Figure 1: Internet access and broadband internet connections of households, EU-28, 2008-2018 (% of all households)
library(ggplot2)
library(tidyr)
library(repr)
library(dplyr)
library(devtools)
library(restatapi)
Attaching package: ‘dplyr’ The following objects are masked from ‘package:stats’: filter, lag The following objects are masked from ‘package:base’: intersect, setdiff, setequal, union Loading required package: usethis restatapi: - config file with the API version 1 loaded from GitHub (the 'current' API version number is 1). - 2 from the 4 cores are used for parallel computing. - 'libcurl' will be used for file download. - the Table of contents (TOC) was not pre-loaded into the deafult cache ('.restatapi_env').

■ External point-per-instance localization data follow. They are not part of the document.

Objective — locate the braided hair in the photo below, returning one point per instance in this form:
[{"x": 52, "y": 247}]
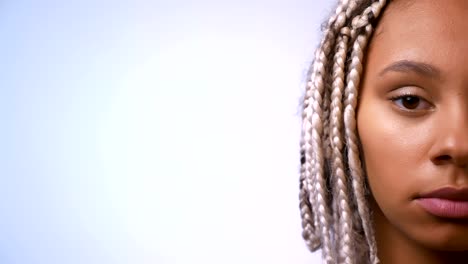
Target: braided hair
[{"x": 333, "y": 194}]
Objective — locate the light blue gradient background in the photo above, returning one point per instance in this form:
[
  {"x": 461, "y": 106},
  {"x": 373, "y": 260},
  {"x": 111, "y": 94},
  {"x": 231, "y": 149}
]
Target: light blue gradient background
[{"x": 152, "y": 131}]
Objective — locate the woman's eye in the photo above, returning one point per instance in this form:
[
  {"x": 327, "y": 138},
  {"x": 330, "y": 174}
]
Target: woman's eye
[{"x": 411, "y": 102}]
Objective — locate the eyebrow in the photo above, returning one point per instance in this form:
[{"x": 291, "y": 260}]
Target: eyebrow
[{"x": 420, "y": 68}]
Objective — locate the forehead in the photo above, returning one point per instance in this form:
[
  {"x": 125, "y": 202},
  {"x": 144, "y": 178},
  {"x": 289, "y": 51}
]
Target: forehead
[{"x": 430, "y": 31}]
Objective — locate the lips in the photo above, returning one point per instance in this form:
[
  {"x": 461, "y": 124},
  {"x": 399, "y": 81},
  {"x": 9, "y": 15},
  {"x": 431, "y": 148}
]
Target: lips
[{"x": 447, "y": 202}]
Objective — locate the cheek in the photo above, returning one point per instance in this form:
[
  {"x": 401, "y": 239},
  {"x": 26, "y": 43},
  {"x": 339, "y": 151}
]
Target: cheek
[{"x": 393, "y": 154}]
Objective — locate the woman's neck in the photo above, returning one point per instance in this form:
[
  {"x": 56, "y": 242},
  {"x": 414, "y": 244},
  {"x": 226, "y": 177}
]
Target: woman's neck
[{"x": 395, "y": 247}]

I've called it dataset1_1 so we can differentiate from the other dataset we are pulling
dataset1_1 <- get_eurostat_data(id="isoc_ci_in_h",
filters = list(geo = "EU28", unit = "PC_HH", hhtyp = "TOTAL"),
date_filter = "2008:2018")
dataset1_1$indic_is <- "INT_ACCESS"
dataset1_2 <- get_eurostat_data(id="isoc_ci_it_h",
filters = list(geo = "EU28", unit = "PC_HH", hhtyp = "TOTAL", indic_is = "H_BROAD"),
date_filter = "2008:2018")
dataset_fig1 <- rbind(dataset1_1, dataset1_2)
dataset_fig1$time<-as.numeric(as.character(dataset_fig1$time))
dataset_fig1
unit | hhtyp | geo | time | values | indic_is |
---|---|---|---|---|---|
<fct> | <fct> | <fct> | <dbl> | <dbl> | <fct> |
PC_HH | TOTAL | EU28 | 2008 | 60 | INT_ACCESS |
PC_HH | TOTAL | EU28 | 2009 | 66 | INT_ACCESS |
PC_HH | TOTAL | EU28 | 2010 | 70 | INT_ACCESS |
PC_HH | TOTAL | EU28 | 2011 | 73 | INT_ACCESS |
PC_HH | TOTAL | EU28 | 2012 | 76 | INT_ACCESS |
PC_HH | TOTAL | EU28 | 2013 | 79 | INT_ACCESS |
PC_HH | TOTAL | EU28 | 2014 | 81 | INT_ACCESS |
PC_HH | TOTAL | EU28 | 2015 | 83 | INT_ACCESS |
PC_HH | TOTAL | EU28 | 2016 | 85 | INT_ACCESS |
PC_HH | TOTAL | EU28 | 2017 | 87 | INT_ACCESS |
PC_HH | TOTAL | EU28 | 2018 | 89 | INT_ACCESS |
PC_HH | TOTAL | EU28 | 2008 | 48 | H_BROAD |
PC_HH | TOTAL | EU28 | 2009 | 56 | H_BROAD |
PC_HH | TOTAL | EU28 | 2010 | 61 | H_BROAD |
PC_HH | TOTAL | EU28 | 2011 | 67 | H_BROAD |
PC_HH | TOTAL | EU28 | 2012 | 72 | H_BROAD |
PC_HH | TOTAL | EU28 | 2013 | 76 | H_BROAD |
PC_HH | TOTAL | EU28 | 2014 | 78 | H_BROAD |
PC_HH | TOTAL | EU28 | 2015 | 80 | H_BROAD |
PC_HH | TOTAL | EU28 | 2016 | 83 | H_BROAD |
PC_HH | TOTAL | EU28 | 2017 | 85 | H_BROAD |
PC_HH | TOTAL | EU28 | 2018 | 86 | H_BROAD |
options(repr.plot.width/height): changes the size of your graph.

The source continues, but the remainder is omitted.